Гул стих.
Директор встал, одернул пиджак.
– Ребята, в нашей большой и дружной семье произошло ЧП! Градова и Семенов, прошу!
Капа нехотя встала и пошла вдоль рядов, чувствуя на себе взгляды десятков глаз. Поднялась на сцену и встала рядом со столом, за которым заседала комиссия.
– Семенов! Не скромничай! – подбодрил директор воспитанника, который продолжал сидеть.

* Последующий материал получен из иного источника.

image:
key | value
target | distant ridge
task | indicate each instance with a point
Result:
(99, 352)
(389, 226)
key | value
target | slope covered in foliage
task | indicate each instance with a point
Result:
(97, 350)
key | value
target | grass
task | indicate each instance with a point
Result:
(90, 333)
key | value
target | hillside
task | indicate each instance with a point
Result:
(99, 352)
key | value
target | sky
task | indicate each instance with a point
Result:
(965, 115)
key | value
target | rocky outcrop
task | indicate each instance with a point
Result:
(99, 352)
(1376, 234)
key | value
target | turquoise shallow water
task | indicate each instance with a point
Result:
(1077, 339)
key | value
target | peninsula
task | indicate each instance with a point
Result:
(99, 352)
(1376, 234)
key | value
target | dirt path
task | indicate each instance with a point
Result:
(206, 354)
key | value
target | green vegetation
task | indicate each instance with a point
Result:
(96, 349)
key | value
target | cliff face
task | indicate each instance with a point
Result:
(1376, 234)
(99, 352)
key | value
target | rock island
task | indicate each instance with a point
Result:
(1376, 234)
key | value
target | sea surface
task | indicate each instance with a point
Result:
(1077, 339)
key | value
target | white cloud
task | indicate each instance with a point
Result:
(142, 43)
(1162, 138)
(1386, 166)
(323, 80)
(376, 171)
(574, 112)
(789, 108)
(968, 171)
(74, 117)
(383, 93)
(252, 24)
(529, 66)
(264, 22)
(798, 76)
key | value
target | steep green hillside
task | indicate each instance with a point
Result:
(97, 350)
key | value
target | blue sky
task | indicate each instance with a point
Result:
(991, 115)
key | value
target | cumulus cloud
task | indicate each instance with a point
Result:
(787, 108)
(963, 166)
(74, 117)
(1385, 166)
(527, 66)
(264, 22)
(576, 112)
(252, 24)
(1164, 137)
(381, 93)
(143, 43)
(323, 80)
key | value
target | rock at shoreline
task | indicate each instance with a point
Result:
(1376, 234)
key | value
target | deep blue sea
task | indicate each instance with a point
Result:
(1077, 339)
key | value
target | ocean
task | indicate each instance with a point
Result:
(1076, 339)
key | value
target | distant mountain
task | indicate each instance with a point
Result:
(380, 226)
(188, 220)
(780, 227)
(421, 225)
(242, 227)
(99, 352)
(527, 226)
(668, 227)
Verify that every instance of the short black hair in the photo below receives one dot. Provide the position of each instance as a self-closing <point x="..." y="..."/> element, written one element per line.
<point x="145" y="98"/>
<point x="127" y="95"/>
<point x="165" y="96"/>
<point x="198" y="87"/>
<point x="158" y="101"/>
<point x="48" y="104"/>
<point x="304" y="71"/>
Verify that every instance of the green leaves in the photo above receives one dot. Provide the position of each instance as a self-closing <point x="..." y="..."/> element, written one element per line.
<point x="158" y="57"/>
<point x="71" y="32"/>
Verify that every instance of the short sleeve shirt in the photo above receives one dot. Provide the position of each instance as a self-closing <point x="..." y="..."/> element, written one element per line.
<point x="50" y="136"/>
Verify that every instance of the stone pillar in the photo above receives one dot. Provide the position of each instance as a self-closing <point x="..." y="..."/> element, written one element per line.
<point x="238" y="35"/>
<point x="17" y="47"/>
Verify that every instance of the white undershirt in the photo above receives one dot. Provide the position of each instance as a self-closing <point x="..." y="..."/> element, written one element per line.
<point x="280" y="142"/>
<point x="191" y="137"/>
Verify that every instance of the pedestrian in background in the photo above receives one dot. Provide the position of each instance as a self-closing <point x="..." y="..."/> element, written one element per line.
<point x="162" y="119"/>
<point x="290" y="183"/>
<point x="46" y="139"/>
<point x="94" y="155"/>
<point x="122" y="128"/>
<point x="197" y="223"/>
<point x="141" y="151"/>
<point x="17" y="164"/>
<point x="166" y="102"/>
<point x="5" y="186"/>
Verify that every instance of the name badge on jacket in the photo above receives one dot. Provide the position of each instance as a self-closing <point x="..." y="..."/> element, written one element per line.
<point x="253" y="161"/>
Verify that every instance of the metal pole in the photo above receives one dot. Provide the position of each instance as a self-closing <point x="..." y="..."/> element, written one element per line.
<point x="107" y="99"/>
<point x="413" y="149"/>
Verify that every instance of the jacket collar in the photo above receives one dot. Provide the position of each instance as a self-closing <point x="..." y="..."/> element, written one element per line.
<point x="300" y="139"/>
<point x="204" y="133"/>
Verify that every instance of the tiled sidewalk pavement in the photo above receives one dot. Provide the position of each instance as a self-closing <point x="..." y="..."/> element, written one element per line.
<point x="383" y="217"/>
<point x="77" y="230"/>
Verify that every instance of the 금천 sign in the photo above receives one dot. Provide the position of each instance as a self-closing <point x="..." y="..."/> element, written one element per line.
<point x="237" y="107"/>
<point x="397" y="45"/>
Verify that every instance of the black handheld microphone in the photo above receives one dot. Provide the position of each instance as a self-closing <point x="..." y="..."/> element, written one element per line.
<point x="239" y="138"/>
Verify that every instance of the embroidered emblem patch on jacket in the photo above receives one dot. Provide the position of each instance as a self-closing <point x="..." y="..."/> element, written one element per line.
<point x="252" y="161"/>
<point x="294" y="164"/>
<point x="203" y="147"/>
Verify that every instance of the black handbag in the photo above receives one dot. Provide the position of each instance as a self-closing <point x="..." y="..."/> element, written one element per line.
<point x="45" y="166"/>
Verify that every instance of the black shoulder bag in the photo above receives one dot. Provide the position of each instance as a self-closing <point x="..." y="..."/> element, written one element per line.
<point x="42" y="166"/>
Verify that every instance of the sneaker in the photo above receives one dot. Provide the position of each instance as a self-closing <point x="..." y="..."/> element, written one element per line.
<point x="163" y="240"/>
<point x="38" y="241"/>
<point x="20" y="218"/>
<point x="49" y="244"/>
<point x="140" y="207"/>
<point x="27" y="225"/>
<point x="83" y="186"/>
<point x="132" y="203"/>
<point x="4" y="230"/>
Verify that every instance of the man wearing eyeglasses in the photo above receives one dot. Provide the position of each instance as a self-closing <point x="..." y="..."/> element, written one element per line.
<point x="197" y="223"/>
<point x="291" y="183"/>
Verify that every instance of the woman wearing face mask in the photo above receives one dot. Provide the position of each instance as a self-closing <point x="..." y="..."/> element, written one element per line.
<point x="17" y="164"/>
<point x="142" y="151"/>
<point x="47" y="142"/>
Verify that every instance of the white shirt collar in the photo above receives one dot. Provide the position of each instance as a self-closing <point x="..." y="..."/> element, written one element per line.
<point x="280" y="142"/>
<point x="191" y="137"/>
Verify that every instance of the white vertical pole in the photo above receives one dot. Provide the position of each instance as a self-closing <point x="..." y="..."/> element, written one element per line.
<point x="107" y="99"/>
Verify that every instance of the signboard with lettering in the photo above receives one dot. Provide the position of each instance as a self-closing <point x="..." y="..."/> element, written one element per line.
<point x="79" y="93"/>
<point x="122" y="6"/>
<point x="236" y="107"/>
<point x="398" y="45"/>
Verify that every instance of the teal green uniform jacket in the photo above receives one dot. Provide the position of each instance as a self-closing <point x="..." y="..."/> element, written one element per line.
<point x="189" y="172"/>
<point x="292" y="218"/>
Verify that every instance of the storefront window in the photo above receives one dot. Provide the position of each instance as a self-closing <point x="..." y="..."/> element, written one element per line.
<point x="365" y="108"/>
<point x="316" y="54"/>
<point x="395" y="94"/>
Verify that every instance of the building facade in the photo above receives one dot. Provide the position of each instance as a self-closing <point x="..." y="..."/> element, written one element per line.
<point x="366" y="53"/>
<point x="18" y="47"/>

– У меня – нога, Андрей Андреич! – аргументировал Семенов, не забыв сделать жалобное выражение лица.
– Ребята! – обратился директор к старшим воспитанникам, четырнадцатилетним мальчишкам. – Помогите страдальцу!
Двое крепких подростков под всеобщий хохот вынесли его на сцену. Третий мальчишка принес табурет и подсунул под тощий зад Семенова.
– Прекрасно! А теперь пусть Капитолина Градова и Вячеслав Семенов громко и внятно объяснят всем присутствующим, почему они решили сбежать. Начнем с Градовой!
Капа молчала. Молчала не потому, что ей нечего было сказать, а потому, что не считала нужным что-то объяснять.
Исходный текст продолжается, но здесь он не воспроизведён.